Mike Tintner wrote:
This friend has now pointed out that the distortion of images handled by the visual cortex (and not just the retina) is even more marked than suggested:

".. you kind of left out what I thought was most important in my previous reply, but this page shows several links regarding this topic. Things are even more distorted past V1.

http://images.google.com/images?hl=en&q=visual+cortex+mapping

especially ...

bottom figure:
http://www.med.monash.edu.au/physiology/research/neuroscience/rosa-evolutionary-and-developmental-biology.html

also:
http://fourier.eng.hmc.edu/e180/handouts/v1/node3.html

The following figure (Connolly and Van Essen 1984) shows the mapping of the visual field (A) on the LGN (B) and the striate cortex (C) in monkey. Note that the representation of the central 5 degrees (shaded areas) in the visual field occupies about 40 % of the cortex. "

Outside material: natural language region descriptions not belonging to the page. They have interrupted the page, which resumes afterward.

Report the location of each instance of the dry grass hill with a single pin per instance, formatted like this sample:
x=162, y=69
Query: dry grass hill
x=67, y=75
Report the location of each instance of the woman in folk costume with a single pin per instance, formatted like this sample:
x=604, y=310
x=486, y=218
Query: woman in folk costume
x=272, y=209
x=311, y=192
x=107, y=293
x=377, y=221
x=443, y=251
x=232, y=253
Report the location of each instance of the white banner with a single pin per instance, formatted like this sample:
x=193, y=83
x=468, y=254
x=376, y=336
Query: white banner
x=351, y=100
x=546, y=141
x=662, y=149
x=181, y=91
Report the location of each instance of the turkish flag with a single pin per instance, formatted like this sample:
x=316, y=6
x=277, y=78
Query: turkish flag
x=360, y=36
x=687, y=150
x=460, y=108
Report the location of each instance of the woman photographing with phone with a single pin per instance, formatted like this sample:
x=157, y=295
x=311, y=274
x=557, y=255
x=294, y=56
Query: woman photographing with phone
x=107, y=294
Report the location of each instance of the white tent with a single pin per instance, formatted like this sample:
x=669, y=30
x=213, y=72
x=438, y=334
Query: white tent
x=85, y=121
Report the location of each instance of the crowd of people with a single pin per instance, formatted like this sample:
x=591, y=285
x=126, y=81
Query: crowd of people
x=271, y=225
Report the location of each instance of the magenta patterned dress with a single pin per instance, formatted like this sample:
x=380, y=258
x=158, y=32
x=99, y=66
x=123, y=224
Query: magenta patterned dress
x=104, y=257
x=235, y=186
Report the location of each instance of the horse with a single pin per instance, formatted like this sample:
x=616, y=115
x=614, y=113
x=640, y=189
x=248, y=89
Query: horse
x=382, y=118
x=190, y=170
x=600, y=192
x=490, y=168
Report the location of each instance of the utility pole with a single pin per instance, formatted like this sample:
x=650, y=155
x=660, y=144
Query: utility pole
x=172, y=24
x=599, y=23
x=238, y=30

I'm disappointed that you guys, especially Bob M, aren/t responding to this. It just might be important to how the brain succeeds in perceiving images, while computers are such a failure.

Mike,

Have you ever considered that it is completely meaningless to look at the layout of wires coming from the retina and refer to the images carried by those wires as "distorted"?

If I get a bizarre new keyboard for my computer in which all the keys are in the reverse of their usual positions, will all the ideas that I express then suddenly become reversed? If all the keys were a different shape, with some being really huge and others quite small, will my ideas become distorted?

That is why you are getting no response.